Nevertheless, Bardot continues to receive approval from the French people; her music is still played on the radio and her memoirs have sold more than one million copies. Imbued with the 1960s’ zeitgeist, she is more likely to be remembered as a rival to Hollywood legend Marilyn Monroe, but less tragic and more sexually potent. Still ranking regularly as one of the top 20 sexiest actresses of all time in film magazine polls, she is certainly a screen icon. Yet she recently warned that “sparks will fly” if any director wishing to portray her on film did so without first seeking her approval. “I am not OK with a film about me when I have not been told about it and when I have not given my agreement to the person playing my role,” she told French radio station Europe 1 in August, in response to rumours that American film director Kyle Newman wished to cast his girlfriend Jaime King in the lead role of his biopic. She had said previously: “A film about my life? But I’m not dead! They wouldn’t dare do it without talking to me.” The desire for others to portray her in film is further confirmation that Bardot is considered to rank alongside the likes of Elvis Presley and John Lennon as an icon of the 20th century; indeed, one of Andy Warhol’s 1974 portraits of her fetched US$10.8 million in 2007.

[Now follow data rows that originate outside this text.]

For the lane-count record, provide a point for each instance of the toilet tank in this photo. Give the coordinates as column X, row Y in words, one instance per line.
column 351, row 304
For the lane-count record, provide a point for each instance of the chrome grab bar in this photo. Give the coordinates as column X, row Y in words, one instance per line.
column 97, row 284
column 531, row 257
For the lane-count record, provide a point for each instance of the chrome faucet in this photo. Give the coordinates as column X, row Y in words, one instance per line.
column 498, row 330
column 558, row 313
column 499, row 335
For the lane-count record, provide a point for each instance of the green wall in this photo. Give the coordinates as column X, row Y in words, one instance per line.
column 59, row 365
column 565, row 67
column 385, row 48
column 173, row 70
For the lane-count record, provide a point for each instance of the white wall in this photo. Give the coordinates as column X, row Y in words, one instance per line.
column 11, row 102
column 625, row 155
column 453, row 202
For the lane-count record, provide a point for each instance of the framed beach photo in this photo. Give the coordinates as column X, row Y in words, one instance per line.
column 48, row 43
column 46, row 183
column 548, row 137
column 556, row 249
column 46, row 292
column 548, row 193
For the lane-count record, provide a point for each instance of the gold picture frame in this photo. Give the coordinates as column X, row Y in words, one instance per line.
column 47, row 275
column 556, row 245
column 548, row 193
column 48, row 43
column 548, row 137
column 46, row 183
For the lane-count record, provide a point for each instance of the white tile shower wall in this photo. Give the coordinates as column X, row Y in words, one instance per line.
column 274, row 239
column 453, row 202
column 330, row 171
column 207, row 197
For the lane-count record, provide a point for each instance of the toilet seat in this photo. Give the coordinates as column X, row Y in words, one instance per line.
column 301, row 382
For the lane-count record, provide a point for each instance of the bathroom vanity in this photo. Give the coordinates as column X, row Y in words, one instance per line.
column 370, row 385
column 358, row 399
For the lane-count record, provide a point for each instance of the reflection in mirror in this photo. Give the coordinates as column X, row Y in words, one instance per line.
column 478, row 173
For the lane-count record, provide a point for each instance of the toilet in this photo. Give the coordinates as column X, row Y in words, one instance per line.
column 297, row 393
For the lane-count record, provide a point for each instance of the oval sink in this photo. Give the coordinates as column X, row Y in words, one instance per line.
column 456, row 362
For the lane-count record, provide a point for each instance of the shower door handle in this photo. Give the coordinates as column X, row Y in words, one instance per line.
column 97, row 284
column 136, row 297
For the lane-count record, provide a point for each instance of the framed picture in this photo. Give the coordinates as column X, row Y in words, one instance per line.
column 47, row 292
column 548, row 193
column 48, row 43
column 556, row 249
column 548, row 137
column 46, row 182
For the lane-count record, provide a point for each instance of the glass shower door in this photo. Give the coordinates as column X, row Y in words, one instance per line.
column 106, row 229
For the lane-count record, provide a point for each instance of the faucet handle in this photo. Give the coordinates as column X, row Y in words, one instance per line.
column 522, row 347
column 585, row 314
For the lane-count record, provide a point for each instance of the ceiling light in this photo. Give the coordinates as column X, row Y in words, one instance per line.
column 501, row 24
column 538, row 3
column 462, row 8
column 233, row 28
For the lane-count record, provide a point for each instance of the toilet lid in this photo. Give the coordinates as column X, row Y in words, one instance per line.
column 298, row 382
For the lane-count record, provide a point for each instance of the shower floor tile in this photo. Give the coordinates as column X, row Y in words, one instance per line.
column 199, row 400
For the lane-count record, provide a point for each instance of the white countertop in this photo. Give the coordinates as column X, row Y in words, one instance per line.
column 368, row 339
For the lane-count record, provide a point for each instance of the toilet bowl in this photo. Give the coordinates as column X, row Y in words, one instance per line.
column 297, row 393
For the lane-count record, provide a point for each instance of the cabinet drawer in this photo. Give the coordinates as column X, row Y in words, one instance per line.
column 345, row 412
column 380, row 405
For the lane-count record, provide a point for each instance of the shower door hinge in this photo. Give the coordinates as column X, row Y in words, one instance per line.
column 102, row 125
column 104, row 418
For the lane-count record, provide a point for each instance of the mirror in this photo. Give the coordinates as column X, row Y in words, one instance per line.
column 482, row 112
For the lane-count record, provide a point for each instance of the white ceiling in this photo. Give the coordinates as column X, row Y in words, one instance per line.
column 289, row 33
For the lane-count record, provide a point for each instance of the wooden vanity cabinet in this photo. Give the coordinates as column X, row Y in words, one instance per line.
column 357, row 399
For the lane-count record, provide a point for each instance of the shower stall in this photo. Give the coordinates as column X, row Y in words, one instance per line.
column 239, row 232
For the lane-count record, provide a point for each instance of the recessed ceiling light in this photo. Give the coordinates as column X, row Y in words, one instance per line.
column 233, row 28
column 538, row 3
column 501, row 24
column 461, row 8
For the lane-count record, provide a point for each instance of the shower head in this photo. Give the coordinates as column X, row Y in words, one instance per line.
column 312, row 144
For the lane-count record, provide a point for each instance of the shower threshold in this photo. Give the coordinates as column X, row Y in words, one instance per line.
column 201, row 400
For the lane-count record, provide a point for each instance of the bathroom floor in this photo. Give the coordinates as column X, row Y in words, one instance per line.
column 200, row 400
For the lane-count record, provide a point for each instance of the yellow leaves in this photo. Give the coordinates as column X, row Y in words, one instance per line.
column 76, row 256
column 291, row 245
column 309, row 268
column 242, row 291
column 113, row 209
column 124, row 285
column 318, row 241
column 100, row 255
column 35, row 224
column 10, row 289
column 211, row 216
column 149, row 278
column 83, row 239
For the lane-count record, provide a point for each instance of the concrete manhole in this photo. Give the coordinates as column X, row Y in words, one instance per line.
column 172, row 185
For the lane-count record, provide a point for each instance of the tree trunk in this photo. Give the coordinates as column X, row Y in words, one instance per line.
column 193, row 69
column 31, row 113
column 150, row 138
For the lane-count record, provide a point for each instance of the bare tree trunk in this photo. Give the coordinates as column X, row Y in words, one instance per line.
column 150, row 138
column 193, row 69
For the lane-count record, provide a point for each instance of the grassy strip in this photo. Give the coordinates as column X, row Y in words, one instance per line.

She has also been recognised as a feminist icon by Simone de Beauvoir who regarded her a truly liberated woman. A few years later, Bardot was pleased to be asked to represent is Marianne, the personification of the French nation. Even back in 1969, when she was chosen as the model for the first official bust of Marianne, it is clear that she was already being considered a French icon. Although Bardot insists that she does not consider such questions, she is clearly pleased with this particular accolade, which has also been extended to Catherine Deneuve and Laetitia Casta. “To have been the first Marianne sculpted by Aslan (Alain Gourdon) was an unexpected surprise – as well as the first it is also the most beautiful of all that followed.” Born in 1934 in the shadow of the Eiffel Tower and raised in Paris during the Occupation, she has stayed in France for the good times and the bad times. Jane Birkin, her co-star in If Don Juan Were a Woman (Si Don Juan Était une Femme, 1973) observed that she had no ambition to leave her beloved France and make films elsewhere. Bardot agrees, “I love Jane Birkin and if she said it then it must be true.”

Outside France, it is unlikely that anyone could ever think of Brigitte Bardot without thinking of France. At 75, and requiring crutches to get around, she is still making her presence felt. Her approach, now it seems, is to remain determinedly unhappy as she continues to represent a cause that is closest to her heart. “Happiness is fleeting and rare in our time,” she says, returning to her life’s passion, “and especially when we see the unhappiness in the animal world every day and one doesn’t have the power to change things. “When one sees what I see every day and the huge distress of animals then the world would know that my life, alas, will not be enough to change moralities and improve things.”